Cuma günü halk erken saatten itibaren Ulu Cami içine, avluya ve etraf sokaklara toplanmaya başladı. Tam Cuma namazı vakti geldiği sırada Rıdvan Hoca’nın haykırışı üzerine minbere asılı sancağın yakınında ki bir babayiğit onu götürüp kaleye dikmek üzere kapmış ve caminin o zaman üst kapı denen belediye çarşı üzerindeki kapısına doğru süratle koşmaya başlamıştır. Bu sırada Muhacir Murat Efendi “ Allah’ını seven sancağının altına girsin” diye bağırıp halkı teşvik ediyordu. Halk koşar adımlar ile kalenin yolunu tuttu. Sayılamayacak kadar büyük bir kalabalık -Hazreti Musa’nın bir mucizesi ile geriye dönen Nil Nehri gibi- aşağıdan yukarıya doğru kaleye akıyordu.

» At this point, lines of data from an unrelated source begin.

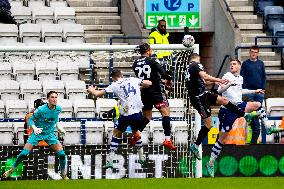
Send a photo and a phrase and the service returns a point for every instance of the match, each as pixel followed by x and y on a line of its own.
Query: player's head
pixel 52 98
pixel 235 66
pixel 194 57
pixel 162 26
pixel 145 49
pixel 253 52
pixel 38 103
pixel 116 74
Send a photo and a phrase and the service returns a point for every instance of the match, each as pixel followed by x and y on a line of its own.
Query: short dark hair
pixel 143 48
pixel 237 60
pixel 254 47
pixel 38 102
pixel 116 74
pixel 50 93
pixel 162 20
pixel 193 56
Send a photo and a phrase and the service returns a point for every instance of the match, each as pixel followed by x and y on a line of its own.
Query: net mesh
pixel 85 160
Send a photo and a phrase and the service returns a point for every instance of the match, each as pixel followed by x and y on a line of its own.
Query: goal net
pixel 89 126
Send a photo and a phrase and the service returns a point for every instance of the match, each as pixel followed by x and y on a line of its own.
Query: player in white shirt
pixel 128 92
pixel 233 92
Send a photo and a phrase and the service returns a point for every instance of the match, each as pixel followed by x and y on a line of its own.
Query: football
pixel 188 41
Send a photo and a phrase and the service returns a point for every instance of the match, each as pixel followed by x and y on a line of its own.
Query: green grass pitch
pixel 179 183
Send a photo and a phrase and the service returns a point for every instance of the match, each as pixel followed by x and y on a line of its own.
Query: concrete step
pixel 96 11
pixel 274 74
pixel 98 20
pixel 101 29
pixel 238 2
pixel 242 9
pixel 250 26
pixel 250 37
pixel 101 38
pixel 90 3
pixel 248 19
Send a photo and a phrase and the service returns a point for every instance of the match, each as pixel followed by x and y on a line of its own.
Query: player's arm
pixel 32 119
pixel 146 83
pixel 257 91
pixel 97 93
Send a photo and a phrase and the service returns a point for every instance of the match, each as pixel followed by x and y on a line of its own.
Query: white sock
pixel 140 154
pixel 111 156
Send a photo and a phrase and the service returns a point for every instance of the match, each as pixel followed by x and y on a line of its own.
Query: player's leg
pixel 226 119
pixel 57 147
pixel 123 123
pixel 24 153
pixel 136 121
pixel 230 106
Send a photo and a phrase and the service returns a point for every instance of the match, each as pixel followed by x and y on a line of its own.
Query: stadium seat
pixel 16 57
pixel 10 90
pixel 259 5
pixel 75 89
pixel 177 107
pixel 30 33
pixel 73 34
pixel 273 15
pixel 7 133
pixel 109 125
pixel 23 71
pixel 16 108
pixel 17 3
pixel 104 105
pixel 30 90
pixel 68 71
pixel 22 14
pixel 52 32
pixel 95 132
pixel 43 15
pixel 67 108
pixel 2 109
pixel 73 132
pixel 57 3
pixel 158 132
pixel 54 85
pixel 275 106
pixel 64 15
pixel 180 133
pixel 46 70
pixel 8 34
pixel 38 55
pixel 84 108
pixel 36 3
pixel 19 130
pixel 5 71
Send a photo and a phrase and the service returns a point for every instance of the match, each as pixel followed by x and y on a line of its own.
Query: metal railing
pixel 231 14
pixel 263 47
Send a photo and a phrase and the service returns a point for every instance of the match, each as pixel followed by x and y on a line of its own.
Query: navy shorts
pixel 227 118
pixel 135 121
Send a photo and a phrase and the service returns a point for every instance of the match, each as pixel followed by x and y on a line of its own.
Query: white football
pixel 188 41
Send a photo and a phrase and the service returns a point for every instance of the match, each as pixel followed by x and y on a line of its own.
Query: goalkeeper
pixel 43 123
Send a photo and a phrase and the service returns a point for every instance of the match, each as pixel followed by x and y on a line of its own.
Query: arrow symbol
pixel 193 20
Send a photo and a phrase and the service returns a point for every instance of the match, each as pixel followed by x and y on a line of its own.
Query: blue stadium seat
pixel 259 5
pixel 273 15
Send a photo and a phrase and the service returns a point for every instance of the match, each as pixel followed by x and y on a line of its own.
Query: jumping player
pixel 147 68
pixel 43 123
pixel 233 91
pixel 201 100
pixel 129 93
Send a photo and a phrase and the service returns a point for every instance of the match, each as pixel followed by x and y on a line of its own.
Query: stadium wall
pixel 86 161
pixel 225 36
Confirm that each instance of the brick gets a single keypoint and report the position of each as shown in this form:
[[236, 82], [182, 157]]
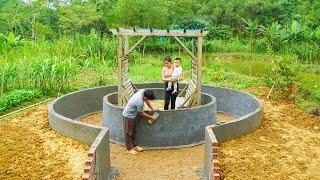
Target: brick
[[215, 169], [216, 176], [91, 152], [88, 169], [89, 161], [214, 143], [214, 155], [214, 149], [88, 177], [215, 163], [93, 177]]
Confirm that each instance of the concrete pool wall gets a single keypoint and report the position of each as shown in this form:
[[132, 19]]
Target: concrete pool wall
[[173, 129], [66, 110]]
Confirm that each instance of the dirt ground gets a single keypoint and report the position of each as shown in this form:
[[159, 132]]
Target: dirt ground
[[286, 146], [29, 149]]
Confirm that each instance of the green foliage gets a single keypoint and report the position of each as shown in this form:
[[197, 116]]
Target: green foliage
[[233, 45], [252, 29], [191, 23], [15, 97], [282, 74]]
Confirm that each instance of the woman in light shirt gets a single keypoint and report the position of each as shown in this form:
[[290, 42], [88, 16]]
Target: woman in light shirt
[[167, 71]]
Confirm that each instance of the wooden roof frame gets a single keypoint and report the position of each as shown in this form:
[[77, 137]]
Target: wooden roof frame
[[125, 86], [159, 32]]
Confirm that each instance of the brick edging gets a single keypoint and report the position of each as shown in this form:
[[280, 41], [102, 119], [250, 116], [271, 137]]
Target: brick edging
[[90, 162], [214, 156]]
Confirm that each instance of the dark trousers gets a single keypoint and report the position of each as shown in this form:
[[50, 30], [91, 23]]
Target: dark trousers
[[129, 127], [169, 97]]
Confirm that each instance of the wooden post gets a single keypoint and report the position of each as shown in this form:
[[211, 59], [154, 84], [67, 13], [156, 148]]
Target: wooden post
[[199, 67], [126, 44], [119, 58]]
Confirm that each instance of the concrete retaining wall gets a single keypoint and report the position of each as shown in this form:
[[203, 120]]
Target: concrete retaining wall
[[173, 129], [64, 112], [97, 137], [211, 170]]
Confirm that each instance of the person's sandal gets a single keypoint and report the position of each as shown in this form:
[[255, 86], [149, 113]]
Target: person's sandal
[[138, 148], [132, 151]]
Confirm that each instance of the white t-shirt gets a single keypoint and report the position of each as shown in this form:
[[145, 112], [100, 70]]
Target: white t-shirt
[[177, 71]]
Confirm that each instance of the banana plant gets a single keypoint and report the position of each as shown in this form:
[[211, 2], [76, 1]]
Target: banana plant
[[295, 32], [252, 29], [274, 37]]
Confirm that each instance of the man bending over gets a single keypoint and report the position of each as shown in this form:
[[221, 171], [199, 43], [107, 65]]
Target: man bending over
[[133, 107]]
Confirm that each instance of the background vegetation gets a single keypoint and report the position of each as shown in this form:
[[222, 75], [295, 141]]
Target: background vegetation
[[54, 46]]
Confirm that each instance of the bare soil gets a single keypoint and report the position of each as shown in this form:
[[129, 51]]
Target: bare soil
[[29, 149], [286, 146]]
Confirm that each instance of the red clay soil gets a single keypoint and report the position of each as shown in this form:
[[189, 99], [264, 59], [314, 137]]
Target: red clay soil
[[29, 149], [286, 146]]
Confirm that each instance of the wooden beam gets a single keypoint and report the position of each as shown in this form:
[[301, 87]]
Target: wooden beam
[[199, 71], [126, 44], [134, 46], [119, 57], [184, 47], [158, 32]]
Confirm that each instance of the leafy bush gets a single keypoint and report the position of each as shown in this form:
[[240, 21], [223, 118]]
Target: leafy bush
[[16, 97], [282, 74], [223, 32]]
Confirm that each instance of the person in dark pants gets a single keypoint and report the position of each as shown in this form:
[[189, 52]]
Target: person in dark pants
[[132, 109], [167, 71]]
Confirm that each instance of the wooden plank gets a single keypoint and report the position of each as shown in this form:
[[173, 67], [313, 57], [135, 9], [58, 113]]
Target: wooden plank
[[158, 32], [194, 77], [184, 47], [183, 90], [134, 46], [119, 55], [199, 70], [126, 44]]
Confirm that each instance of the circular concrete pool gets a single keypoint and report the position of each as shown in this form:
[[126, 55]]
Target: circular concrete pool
[[174, 128]]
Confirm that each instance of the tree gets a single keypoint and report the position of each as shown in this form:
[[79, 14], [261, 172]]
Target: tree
[[251, 28], [77, 17]]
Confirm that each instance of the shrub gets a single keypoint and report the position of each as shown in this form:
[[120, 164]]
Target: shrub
[[223, 32]]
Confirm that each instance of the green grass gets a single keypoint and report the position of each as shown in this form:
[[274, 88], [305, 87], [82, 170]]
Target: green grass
[[309, 97], [250, 68], [16, 97]]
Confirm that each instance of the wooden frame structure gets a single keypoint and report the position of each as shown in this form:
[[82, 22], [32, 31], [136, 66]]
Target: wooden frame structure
[[191, 94]]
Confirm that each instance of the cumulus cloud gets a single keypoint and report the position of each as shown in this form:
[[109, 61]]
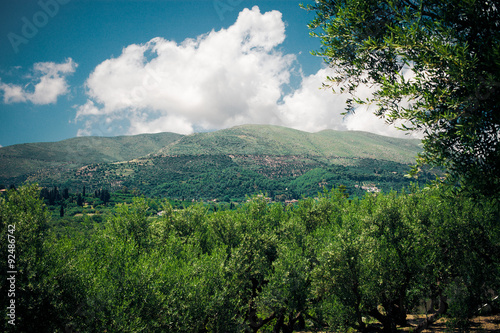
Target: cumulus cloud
[[48, 81], [220, 79]]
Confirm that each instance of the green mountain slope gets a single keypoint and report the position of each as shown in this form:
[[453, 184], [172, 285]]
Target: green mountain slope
[[281, 141], [19, 161], [230, 163]]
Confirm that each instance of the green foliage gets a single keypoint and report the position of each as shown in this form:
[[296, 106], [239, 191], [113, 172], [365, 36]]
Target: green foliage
[[328, 263], [434, 66]]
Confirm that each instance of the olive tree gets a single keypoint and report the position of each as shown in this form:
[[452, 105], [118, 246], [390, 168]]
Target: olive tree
[[433, 66]]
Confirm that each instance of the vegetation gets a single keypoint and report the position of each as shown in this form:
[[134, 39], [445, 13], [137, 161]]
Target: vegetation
[[34, 160], [434, 65], [229, 164], [324, 264]]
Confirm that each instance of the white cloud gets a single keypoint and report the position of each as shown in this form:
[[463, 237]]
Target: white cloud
[[49, 82], [220, 79]]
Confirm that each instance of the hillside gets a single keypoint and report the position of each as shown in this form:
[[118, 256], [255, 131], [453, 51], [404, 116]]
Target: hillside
[[20, 161], [281, 141], [225, 164]]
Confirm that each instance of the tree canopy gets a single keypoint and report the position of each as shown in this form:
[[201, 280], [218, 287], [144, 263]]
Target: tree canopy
[[434, 66]]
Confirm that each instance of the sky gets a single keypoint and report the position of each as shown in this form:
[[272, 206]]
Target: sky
[[122, 67]]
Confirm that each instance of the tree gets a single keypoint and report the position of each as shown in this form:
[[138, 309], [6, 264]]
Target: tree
[[434, 67]]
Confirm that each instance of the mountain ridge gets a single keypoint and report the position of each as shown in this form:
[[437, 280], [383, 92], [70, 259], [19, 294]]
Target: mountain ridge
[[232, 162]]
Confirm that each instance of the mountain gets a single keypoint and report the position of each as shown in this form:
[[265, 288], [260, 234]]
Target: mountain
[[225, 164], [20, 161], [282, 141]]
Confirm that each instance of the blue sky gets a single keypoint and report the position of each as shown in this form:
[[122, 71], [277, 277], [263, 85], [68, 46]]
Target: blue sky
[[73, 67]]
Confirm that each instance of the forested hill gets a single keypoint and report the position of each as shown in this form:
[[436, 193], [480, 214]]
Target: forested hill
[[17, 162], [225, 164], [282, 141]]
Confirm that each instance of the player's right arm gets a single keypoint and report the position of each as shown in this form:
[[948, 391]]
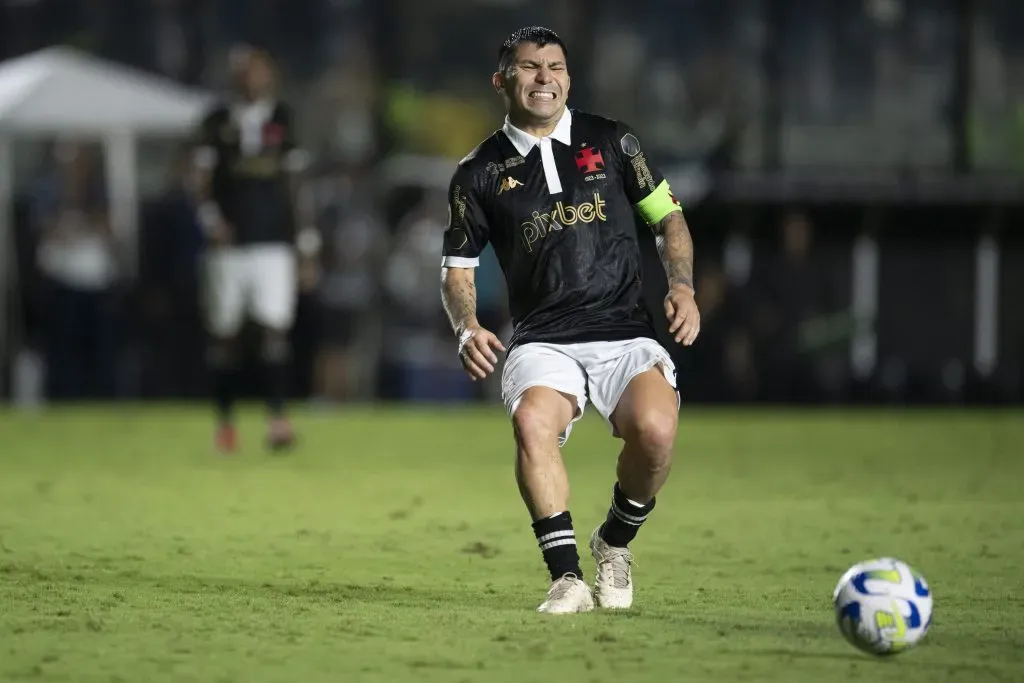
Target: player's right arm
[[465, 238], [205, 160]]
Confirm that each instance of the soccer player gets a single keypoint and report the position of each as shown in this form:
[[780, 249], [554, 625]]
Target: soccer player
[[249, 182], [557, 193]]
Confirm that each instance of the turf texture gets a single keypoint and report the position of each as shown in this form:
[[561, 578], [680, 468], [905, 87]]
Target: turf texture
[[391, 546]]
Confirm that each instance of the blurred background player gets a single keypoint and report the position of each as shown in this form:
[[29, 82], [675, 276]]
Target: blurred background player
[[254, 217]]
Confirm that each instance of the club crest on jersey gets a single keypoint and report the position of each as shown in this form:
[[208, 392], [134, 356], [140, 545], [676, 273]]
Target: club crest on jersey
[[508, 183], [590, 160]]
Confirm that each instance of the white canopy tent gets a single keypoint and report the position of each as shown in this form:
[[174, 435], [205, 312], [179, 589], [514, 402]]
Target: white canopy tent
[[61, 92]]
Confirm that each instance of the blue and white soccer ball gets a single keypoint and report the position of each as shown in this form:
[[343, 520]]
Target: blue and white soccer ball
[[883, 606]]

Getirilen tekbir sedaları, yeri göğü inlettiğinden evlerdeki kadın ve çocuklarda damlara ve duvarlara üşüşmüştü. Halkın tamamen silahsız oluşu, asayişi bozabilecek bir taşkınlık yapılmayacak olması sebebi ile de Fransız İnzibat Kuvvetleri-Esasen güçlerine yetişmesi imkan bulunmayan-bu muazzam harekata seyirci kalmışlardır.
Olaylar bu şekilde kendiliğinden, haklı milletimize Tanrı’nın lütfu olarak bir anda şekilleni vermiş. Türk, kalesine bayrağını çekerek Cuma’yı kılma hak ve şerefini koruduğu gibi, Fransız’a da layık olduğu dersi vermiştir.
Bunun üzerine 30 Kasım 1919 günü Fransız Subayı Andre ve avanesi bir daha dönmemek üzere Maraş’ı terk etmişlerdir. Fakat bu plan, adı geçeni Maraşlının ikinci dersine muhatap olmaktan kurtarmış, Türk’ün yüksek imanı karşısında o hezimet ve rezalet Fransız General Keret’e nasip olmuştur.
Bu olaylar cereyan ederken Müdafaa- i Hukuk Cemiyeti de teşkilatlanma çalışmalarına devam ediyordu. Muhacir Abdullah Efendi, Türkoğlu’nda (Eloğlu) Mustafa Çavuş emrindeki çeteleri yetiştirmek için Araplı Köyü’ne, Abidin Bey Yenicekale’ye yollandı. Bu arada Muharrem Beyazıt ve Zafer Beyazıt’ta çete toplamak ve Maraş’a yollamak görevi ile Bertiz Bölgesine gitti.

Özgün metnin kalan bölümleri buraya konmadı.